La mia generazione, nata al’alba degli anni ’70, deve alla musica di Franco Battiato (1945-2021) gli occhi per guardare con privilegio il Medio Oriente. La colonna sonora del mio primo giorno delle elementari fu L’era del cinghiale bianco, che impazzava da una radio libera all’altra. Il maestro siciliano, per quella bizzarra capigliatura, mi faceva sorridere quando la domenica pomeriggio sbucava sul palco di Discoring, la trasmissione musicale di Gianni Boncompagni.
La mia infanzia, a livello mediatico, è stata segnata dalle bombe che cadevano su Beirut e gli schizzi di sangue della faida tra israeliani e palestinesi. Con il tempo il canzoniere di Franco Battiato ha accorciato le distanze tra me e i miei coetanei di allora, finiti in disgrazia nel Medio Oriente turbolento: bambini, orfani di guerra, cresciuti sotto i lampi dei bombardamenti, a cui era stato sottratto il diritto allo studio per essere allevati con elmetti e fucili, come se non ci fosse via d’uscita dall’odio.

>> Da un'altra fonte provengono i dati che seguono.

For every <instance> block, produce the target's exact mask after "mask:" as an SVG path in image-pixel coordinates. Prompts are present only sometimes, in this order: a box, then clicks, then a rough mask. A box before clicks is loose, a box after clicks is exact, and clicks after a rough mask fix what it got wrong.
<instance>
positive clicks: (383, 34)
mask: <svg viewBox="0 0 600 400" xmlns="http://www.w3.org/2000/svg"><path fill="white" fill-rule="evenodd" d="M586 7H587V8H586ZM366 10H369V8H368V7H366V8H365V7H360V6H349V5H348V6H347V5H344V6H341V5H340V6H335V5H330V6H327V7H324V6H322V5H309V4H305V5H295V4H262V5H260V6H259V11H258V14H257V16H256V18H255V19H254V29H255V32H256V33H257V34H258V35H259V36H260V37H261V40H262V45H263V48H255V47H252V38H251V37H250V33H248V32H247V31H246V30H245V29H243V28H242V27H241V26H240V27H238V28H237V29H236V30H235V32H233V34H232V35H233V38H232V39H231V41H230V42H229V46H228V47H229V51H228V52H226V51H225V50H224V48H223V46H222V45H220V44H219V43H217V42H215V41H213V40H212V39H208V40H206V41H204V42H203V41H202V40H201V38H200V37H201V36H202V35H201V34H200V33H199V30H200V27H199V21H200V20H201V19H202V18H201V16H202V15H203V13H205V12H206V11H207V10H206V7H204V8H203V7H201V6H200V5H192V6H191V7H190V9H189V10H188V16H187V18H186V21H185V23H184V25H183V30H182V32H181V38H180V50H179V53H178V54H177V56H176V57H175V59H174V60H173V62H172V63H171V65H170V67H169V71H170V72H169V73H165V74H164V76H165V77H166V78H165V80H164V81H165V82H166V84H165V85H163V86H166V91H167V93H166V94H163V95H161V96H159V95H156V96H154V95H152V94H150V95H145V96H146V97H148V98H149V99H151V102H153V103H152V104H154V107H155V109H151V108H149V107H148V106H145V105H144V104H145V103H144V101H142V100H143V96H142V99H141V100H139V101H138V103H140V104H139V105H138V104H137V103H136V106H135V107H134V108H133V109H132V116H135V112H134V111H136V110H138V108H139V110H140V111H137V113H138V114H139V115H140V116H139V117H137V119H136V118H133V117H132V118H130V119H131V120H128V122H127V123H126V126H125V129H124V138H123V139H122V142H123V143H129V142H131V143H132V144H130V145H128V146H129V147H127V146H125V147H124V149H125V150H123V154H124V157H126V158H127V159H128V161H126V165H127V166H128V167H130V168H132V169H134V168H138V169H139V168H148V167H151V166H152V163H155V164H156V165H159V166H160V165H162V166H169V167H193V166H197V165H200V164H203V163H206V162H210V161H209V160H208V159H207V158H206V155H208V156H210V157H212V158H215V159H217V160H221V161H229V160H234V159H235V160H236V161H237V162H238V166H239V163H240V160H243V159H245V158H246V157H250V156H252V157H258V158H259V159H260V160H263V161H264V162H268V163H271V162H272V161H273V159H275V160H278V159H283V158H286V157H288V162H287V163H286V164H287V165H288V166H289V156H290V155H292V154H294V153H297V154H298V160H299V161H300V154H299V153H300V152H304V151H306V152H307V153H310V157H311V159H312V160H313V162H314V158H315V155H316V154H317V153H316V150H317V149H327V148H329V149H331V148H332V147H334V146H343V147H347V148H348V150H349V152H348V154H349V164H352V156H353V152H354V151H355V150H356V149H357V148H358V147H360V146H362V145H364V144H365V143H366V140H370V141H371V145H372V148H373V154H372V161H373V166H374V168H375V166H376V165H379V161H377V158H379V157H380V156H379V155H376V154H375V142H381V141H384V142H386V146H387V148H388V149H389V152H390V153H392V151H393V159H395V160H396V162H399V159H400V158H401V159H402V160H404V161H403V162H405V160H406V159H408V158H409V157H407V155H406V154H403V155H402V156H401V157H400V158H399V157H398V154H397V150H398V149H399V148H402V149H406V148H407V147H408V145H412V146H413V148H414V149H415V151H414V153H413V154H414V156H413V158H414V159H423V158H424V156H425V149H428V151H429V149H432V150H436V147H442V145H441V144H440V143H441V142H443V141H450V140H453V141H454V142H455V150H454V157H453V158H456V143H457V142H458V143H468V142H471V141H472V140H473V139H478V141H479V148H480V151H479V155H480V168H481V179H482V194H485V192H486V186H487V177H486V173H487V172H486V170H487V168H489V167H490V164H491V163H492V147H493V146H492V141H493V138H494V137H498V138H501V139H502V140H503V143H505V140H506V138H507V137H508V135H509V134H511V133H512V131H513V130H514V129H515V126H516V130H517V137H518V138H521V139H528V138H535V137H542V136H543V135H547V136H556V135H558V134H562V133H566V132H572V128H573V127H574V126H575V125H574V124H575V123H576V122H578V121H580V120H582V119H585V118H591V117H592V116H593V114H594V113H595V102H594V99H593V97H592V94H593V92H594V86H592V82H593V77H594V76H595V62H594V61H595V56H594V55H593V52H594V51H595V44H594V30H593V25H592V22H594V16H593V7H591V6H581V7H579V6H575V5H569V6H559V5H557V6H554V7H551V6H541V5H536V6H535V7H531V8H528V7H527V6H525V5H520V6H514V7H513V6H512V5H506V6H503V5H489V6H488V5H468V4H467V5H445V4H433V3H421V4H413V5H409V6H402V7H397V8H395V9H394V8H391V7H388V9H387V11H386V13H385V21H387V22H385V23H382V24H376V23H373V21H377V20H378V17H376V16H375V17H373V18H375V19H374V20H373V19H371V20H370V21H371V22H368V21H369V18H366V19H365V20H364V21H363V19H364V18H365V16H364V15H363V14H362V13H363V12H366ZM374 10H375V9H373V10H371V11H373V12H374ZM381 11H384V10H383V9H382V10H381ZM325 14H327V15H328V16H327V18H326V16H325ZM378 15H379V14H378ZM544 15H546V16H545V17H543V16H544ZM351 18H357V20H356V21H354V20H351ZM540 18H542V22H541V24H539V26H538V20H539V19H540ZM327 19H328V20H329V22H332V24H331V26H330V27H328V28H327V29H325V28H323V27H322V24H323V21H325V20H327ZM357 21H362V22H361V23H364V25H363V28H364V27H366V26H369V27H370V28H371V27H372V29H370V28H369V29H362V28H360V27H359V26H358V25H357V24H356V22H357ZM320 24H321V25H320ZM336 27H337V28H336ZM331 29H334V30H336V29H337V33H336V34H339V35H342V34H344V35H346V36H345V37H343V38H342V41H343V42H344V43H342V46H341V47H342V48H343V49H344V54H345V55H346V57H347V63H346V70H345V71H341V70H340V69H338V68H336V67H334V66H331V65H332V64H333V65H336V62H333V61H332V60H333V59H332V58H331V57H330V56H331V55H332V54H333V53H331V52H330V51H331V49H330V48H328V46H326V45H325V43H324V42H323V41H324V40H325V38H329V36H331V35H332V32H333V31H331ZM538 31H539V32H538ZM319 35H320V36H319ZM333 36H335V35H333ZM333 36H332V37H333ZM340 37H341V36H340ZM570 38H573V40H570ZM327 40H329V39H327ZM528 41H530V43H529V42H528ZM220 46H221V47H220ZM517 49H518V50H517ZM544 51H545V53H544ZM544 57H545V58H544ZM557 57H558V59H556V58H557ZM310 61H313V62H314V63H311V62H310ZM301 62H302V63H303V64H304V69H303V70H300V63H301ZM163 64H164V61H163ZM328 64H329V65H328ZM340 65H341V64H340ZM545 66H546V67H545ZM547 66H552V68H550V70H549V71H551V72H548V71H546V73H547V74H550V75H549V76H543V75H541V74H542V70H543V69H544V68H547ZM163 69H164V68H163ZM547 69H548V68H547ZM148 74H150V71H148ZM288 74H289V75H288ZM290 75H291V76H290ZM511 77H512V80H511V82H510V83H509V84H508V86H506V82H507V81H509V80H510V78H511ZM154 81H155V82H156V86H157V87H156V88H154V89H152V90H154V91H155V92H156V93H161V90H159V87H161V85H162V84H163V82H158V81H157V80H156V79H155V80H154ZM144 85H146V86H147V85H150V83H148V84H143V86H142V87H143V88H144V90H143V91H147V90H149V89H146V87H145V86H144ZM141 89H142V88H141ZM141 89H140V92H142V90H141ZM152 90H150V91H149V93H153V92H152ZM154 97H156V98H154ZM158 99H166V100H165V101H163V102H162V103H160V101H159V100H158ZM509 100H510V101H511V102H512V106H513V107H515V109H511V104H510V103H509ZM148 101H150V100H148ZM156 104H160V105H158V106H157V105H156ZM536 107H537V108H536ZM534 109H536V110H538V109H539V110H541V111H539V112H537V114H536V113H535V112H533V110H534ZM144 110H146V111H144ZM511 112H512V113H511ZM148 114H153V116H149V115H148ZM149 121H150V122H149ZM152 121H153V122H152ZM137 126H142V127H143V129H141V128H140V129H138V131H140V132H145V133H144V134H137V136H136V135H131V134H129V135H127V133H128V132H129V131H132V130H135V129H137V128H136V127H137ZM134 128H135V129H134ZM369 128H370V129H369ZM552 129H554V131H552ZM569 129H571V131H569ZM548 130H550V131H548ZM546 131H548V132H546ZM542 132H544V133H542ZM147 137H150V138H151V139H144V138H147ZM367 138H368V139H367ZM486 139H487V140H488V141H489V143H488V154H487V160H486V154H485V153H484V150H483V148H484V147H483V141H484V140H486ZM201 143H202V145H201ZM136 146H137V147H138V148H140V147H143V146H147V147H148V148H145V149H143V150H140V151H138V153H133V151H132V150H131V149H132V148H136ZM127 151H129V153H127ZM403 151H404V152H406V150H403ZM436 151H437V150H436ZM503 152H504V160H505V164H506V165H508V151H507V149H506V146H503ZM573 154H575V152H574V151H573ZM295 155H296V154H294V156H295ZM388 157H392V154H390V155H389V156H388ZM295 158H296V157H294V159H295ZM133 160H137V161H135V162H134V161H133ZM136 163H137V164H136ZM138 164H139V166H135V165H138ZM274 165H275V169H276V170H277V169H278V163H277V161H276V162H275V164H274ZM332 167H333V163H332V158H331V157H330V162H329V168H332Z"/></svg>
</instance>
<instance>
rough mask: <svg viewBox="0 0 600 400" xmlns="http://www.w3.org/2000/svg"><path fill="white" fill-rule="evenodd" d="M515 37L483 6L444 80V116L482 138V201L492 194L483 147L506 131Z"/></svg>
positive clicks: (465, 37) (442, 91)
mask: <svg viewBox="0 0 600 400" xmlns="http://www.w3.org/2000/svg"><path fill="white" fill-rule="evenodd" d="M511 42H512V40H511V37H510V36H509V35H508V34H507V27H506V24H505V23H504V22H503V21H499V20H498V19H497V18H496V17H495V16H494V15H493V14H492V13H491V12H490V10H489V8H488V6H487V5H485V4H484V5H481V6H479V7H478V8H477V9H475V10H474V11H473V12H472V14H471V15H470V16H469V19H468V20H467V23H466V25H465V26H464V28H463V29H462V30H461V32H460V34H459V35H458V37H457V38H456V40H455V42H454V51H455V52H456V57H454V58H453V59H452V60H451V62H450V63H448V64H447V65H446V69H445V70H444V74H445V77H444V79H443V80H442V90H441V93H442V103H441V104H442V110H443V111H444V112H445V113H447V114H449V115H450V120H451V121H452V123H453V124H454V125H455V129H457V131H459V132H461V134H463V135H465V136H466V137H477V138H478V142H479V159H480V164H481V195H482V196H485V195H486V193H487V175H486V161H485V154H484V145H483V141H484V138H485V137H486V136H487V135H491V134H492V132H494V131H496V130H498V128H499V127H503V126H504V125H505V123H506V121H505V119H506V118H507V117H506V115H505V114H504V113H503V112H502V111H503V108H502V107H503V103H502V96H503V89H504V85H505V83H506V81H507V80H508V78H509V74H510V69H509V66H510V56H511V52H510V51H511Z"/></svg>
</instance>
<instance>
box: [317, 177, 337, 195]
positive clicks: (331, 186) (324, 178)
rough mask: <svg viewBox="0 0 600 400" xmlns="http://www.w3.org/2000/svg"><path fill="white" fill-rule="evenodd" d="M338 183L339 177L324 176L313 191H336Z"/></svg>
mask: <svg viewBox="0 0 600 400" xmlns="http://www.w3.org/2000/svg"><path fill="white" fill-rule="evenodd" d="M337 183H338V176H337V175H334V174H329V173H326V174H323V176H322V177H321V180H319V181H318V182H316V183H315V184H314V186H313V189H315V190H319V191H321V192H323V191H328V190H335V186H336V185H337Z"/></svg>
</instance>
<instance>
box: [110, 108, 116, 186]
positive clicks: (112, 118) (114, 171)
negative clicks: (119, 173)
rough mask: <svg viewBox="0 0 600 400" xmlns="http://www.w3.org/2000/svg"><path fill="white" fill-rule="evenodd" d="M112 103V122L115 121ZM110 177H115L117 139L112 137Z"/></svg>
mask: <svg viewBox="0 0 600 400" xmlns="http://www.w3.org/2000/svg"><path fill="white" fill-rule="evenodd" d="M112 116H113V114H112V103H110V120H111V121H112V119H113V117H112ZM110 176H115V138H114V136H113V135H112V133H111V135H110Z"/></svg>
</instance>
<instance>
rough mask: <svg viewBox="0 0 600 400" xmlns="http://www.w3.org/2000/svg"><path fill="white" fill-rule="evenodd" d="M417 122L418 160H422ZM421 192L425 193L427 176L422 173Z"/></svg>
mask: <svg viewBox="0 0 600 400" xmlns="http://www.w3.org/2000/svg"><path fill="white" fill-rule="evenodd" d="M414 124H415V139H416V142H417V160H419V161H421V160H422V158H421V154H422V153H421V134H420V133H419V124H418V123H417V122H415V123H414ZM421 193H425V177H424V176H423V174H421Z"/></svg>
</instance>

La musica di Battiato si è rivelata un varco provilegiato per quelli come me, i cui studi linguistici di impronta europeista non agevolavano il contatto con l’emisfero arabo. Brani come Da Oriente ad Occidente, Pasqua Etiopie, L’Egitto prima delle sabbie, Arabian Song, E ti vengo a cercare, sono state pure illuminazioni.
Meditazioni musicali che mi hanno fatto volare, prima di inserirle nella lista del mio giro del mondo, nella Teheran delle contraddizioni della rivoluzione di Khomeini, nella Gerusalemme crocevia di religioni e culture milleniare, nel Cairo del passaggio controverso del potere da Sadat a Mubarak.
Le canzoni più filo-orientali di Battiato sono state la colonna sonora della mia lettura di Persepolis, graphic novel della fumettista iraniana Marjane Satrapi, o del mio viaggio verso Istanbul, su un autobus che dai Balcani mi catapultò sotto una delle porte che si aprivano sul Medio Oriente.
In quel ferragosto del 2009 in Turchia c’erano 1.400 chilometri che mi separavano dall’Iraq. Eppure la cover di Battiato di Fogh in Nakhal, canzone tradizione irachena udita nei pressi del Gran Bazar di Istanbul, cancellò improvvisamente le distanze e profetizzò ciò che avrei vissuto pochi anni dopo a Ground Zero: io e una studentessa irachena in una preghiera laica per le vittime dell’11 settembre.
L’opera di Battiato, complessa e multiforme tra filosofia, meditazione, religione, spiritualità e musica, ha il merito di aver abbattuto tanti muri, inclusi quelli dei malefici pregiudizi, senza cui la mia generazione non avrebbe fatto il suo passaggio in Medio Oriente: oggi la sua scomparsa, sotto le bombe del nuovo millennio tra Israele e Palestina, sembra chiudere il cerchio di una pace che tarda ad arrivare, anzi che forse mai arriverà.
Agli altri l’affanno di etichettare Franco Battiato e la sua opera. Il ricordo della mia intervista a Milano una quindicina d’anni fa mi costringono a fare altro: lasciare galleggiare le sensazioni di quei momenti, come se davanti a me nel camerino ci fosse stato un essere del cosmo passato sulla terra, la cui generosità e spiritualità hanno reso la sua opera uno dei più grandi lasciti artistici in Italia.